Use :param for route parameters, req.query for query strings
Access headers with req.get('header-name') or req.headers
Access POST data with req.body (requires express.json() or express.urlencoded() middleware)
Response methods: res.send(), res.json(), res.redirect()
Static files: app.use(express.static('folder'))
Middleware processes requests before route handlers
Order matters: Middleware before routes, specific routes before catch-alls, 404 handler last
Key Takeaways
Express drastically reduces boilerplate by providing clean routing methods, automatic content-type handling, and built-in body parsing.

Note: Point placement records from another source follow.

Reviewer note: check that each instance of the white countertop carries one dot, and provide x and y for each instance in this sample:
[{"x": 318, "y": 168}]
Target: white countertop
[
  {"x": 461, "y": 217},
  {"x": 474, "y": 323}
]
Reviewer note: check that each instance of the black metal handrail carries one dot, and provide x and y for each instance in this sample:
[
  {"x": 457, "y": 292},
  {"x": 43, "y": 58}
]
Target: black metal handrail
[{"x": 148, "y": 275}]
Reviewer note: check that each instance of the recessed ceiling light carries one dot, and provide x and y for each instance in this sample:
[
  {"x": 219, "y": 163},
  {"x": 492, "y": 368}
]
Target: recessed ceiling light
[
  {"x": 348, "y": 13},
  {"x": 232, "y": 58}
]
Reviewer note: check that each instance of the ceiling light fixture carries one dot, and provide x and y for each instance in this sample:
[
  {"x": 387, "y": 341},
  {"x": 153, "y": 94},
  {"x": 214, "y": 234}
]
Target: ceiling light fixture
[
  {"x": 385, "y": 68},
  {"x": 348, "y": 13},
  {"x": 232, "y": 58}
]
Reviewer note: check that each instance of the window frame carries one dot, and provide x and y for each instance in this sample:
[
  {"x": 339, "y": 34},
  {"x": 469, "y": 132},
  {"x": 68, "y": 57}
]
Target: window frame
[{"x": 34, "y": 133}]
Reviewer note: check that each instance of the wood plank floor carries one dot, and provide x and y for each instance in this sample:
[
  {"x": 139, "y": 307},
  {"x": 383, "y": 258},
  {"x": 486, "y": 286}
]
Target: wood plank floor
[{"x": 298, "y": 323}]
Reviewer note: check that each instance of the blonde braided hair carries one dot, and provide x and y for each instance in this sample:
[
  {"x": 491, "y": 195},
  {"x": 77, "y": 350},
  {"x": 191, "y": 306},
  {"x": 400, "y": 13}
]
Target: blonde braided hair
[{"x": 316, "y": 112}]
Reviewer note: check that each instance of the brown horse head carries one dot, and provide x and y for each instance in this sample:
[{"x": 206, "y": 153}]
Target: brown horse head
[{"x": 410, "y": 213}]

Route parameters (:id) and req.query replace the manual URL parsing required with raw Node.js.
Middleware functions form a processing pipeline — they run in order before route handlers and must call next() to continue.
Order is critical in Express: body-parsing middleware must precede routes, specific routes must precede catch-alls, and the 404 handler must be last.
express.static() replaces dozens of lines of manual file-serving code with a single line.